Todos y todas conocemos alguna Lucía en nuestras vidas. Algún Javier, algún Sergio; quizá alguna Virginia, por qué no. A todos se nos ha roto un caño y hemos tenido que negociar con vecinos/as no muy deseables ni equilibrados. Todos nos hemos sentido solos incluso estando acompañados. Todos extrañamos a alguien. Todos creemos que el vecino que la va de intelectualoide es un pelotudo y un inútil (Sandro se refería a Javier como “el pensador”: las manos las tenía para agarrarse la cabeza nada más). Todos hemos tenido sueños que el mundo (no quisiera ser tan reduccionista, pero no vale la pena entrar en detalles, al menos ahora) se ha encargado de despedazar. Todos hemos amado y no nos han amado; y viceversa. Todos deseamos viajar por Italia con un amigo. Todos en algún momento de nuestras vidas exigimos que nos dejen enloquecer, que al menos nos permitan esa libertad. Todos estamos atados a las consecuencias de las crisis, los vaivenes del dólar, de los medios de comunicación y los discursos sociales. Me animo a definir a La última esperanza negra como un libro de crisis, de cómo afrontamos ese contexto social del cual no podemos escapar aunque queramos, de cómo nos afecta en todos los ámbitos de nuestra existencia: emocional, económica, psíquica y hasta físicamente. Pregúntenle a Lucía, si no.
Yagüe logró percibir lo que late en la piel de la experiencia social como un todo y trasladarlo a la construcción de sus personajes que funcionan en términos de abstracciones generales, una especie de inconsciente colectivo resumido en 172 páginas. Porque todos tenemos algo de Lucía, algo de Javier, algo de Sergio, algo de Virginia. No son personajes encontrados en la base de una montaña con los que te cuesta empatizar porque de alguna manera te interpelan, te señalan, te denuncian.

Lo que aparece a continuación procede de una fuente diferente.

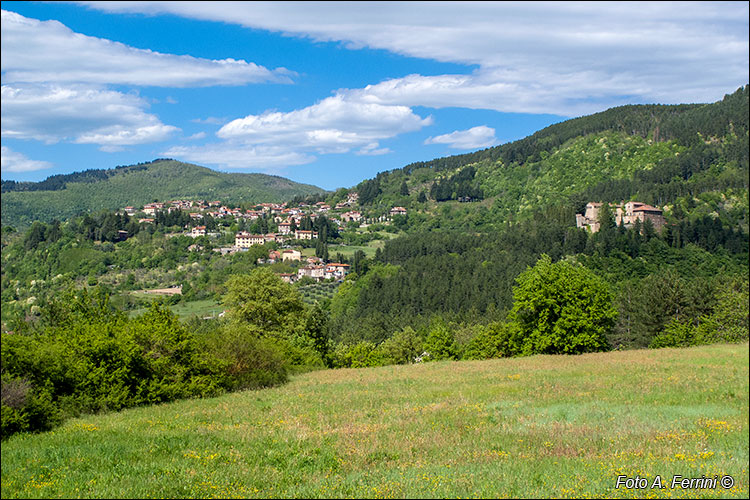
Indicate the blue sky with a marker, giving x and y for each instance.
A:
(332, 93)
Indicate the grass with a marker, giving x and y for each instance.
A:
(543, 426)
(186, 310)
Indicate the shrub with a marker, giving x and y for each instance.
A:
(402, 347)
(561, 308)
(495, 340)
(440, 343)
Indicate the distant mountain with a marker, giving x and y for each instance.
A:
(64, 196)
(692, 155)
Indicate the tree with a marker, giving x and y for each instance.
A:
(265, 301)
(440, 342)
(561, 308)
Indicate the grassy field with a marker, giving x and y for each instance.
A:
(543, 426)
(185, 310)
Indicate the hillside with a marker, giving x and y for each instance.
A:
(541, 426)
(695, 156)
(62, 197)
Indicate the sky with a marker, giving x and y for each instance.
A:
(332, 93)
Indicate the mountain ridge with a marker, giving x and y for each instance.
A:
(162, 179)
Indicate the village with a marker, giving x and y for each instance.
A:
(288, 221)
(625, 215)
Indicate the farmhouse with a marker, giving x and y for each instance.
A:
(305, 235)
(314, 271)
(624, 214)
(336, 270)
(288, 277)
(246, 240)
(291, 255)
(351, 216)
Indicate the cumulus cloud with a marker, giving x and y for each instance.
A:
(473, 138)
(565, 58)
(333, 125)
(79, 114)
(13, 161)
(240, 156)
(48, 51)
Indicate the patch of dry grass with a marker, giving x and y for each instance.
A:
(546, 426)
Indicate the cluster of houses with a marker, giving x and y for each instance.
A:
(283, 215)
(624, 214)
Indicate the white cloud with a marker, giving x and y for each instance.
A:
(211, 120)
(48, 51)
(566, 58)
(79, 114)
(473, 138)
(274, 140)
(13, 161)
(239, 156)
(333, 125)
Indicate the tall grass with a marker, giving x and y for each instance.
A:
(543, 426)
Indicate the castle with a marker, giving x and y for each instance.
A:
(625, 215)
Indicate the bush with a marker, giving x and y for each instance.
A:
(402, 348)
(440, 343)
(493, 341)
(246, 360)
(561, 308)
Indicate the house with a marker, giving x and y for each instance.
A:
(288, 277)
(246, 240)
(152, 208)
(314, 271)
(198, 231)
(274, 256)
(305, 235)
(336, 270)
(291, 255)
(643, 212)
(624, 215)
(351, 216)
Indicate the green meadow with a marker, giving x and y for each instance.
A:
(185, 310)
(541, 426)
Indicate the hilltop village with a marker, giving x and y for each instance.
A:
(290, 224)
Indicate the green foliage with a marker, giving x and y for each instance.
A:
(162, 179)
(264, 300)
(83, 356)
(495, 340)
(440, 343)
(561, 308)
(726, 322)
(403, 347)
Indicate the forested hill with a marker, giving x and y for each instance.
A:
(64, 196)
(658, 154)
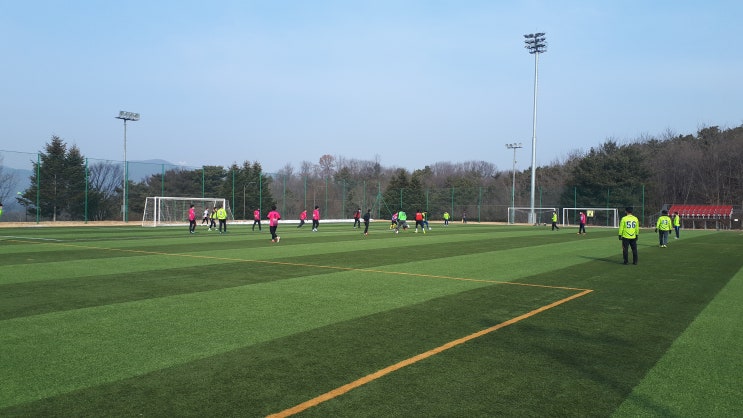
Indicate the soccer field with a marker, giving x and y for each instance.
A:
(465, 320)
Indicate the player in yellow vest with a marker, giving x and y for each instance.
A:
(629, 231)
(663, 228)
(222, 218)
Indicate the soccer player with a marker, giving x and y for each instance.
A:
(213, 219)
(191, 219)
(357, 218)
(663, 228)
(402, 221)
(629, 232)
(419, 221)
(582, 224)
(222, 218)
(257, 219)
(554, 221)
(273, 223)
(367, 218)
(315, 218)
(302, 217)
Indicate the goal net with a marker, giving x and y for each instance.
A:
(520, 215)
(168, 211)
(595, 216)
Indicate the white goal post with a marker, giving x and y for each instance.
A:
(170, 211)
(596, 216)
(520, 215)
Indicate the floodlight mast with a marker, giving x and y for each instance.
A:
(536, 43)
(514, 147)
(125, 116)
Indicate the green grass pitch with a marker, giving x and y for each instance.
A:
(466, 320)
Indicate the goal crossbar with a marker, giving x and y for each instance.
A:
(520, 214)
(170, 210)
(610, 215)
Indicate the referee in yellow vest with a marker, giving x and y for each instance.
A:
(663, 228)
(629, 231)
(222, 218)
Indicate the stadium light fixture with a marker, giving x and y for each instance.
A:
(126, 116)
(536, 43)
(514, 147)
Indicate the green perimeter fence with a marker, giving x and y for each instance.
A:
(38, 188)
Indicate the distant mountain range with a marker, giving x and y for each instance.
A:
(20, 178)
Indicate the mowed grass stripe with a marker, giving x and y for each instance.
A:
(561, 364)
(80, 284)
(271, 376)
(89, 346)
(582, 358)
(706, 361)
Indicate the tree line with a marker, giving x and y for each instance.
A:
(651, 171)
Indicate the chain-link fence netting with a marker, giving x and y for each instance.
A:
(67, 187)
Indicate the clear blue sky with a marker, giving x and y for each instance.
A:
(412, 82)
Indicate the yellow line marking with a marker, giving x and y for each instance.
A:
(407, 362)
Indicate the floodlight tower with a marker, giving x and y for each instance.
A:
(514, 147)
(536, 43)
(125, 116)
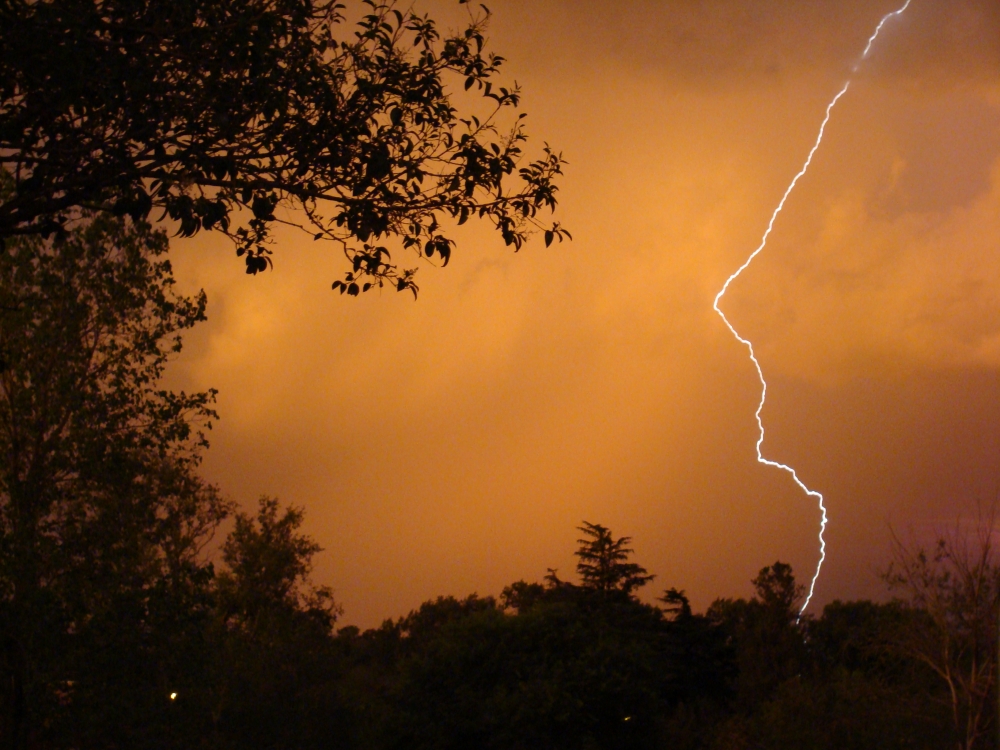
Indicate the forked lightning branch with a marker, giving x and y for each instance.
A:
(746, 342)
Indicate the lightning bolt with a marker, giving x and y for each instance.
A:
(749, 345)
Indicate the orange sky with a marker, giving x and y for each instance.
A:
(452, 445)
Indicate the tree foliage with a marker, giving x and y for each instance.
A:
(102, 516)
(604, 561)
(223, 115)
(953, 591)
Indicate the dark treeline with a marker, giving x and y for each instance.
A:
(128, 619)
(122, 625)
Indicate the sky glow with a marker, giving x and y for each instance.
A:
(746, 342)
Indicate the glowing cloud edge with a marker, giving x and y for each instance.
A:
(746, 342)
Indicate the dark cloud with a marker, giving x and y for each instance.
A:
(452, 445)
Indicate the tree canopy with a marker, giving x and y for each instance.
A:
(223, 115)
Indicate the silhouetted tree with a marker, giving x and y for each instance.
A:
(954, 592)
(274, 643)
(765, 631)
(102, 517)
(220, 113)
(604, 565)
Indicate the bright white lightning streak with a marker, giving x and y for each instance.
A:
(749, 346)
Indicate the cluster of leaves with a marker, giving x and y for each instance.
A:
(224, 115)
(115, 628)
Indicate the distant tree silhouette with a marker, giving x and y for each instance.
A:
(219, 113)
(103, 518)
(604, 565)
(953, 591)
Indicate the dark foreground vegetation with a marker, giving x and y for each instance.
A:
(119, 629)
(125, 622)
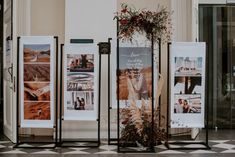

Pero hay un concepto capital que recorre la obra de principio a fin y que me gustaría desarrollar levemente: la soledad.
Recuerdo que una vez una chica salteña con la que salí un tiempo me comentó lo sorprendida que estaba de cómo en una ciudad como Buenos Aires, repleta de gente y ruido, de consumos y estímulos constantes, se podía estar tan solo. Nunca olvidé esa reflexión. Recuerdo que sus palabras retumbaron en mí y fueron extendiéndose en mi pecho como una mancha de vino derramada en el mantel de navidad; yo, que en ese momento era mucho más chico e ingenuo, nacido y criado en esta gran urbe de cemento y bocinazos, nunca había tenido la lucidez (o el valor) de darme cuenta de semejante observación.
La recuperación de este concepto en La última esperanza negra no funciona solo en términos acotados a la ciudad de Buenos Aires, sino a toda ciudad en general, a la idea de metrópoli en tanto sistema de organización, vinculación y existencia. De allí que cada uno de los personajes se mueve en un mundo de individualidades citadinas, cargando sus penas como una tortuga arrastra su caparazón, tortura de TV y pastillas, de carreras académicas más cercanas al ego y al poder que al conocimiento, de neurosis obsesivas iracundas, de ansiedad y miedo, de un pasado que no nos deja en paz, de cuerpos devenidos en mercancías, de placeres fetichizados y zanahorias en el horizonte, de denuncias de corrupción y fiebre verde, de rumores de renuncias y crisis económica, de amores que fueron y ya nunca serán, de clonazepam y circo.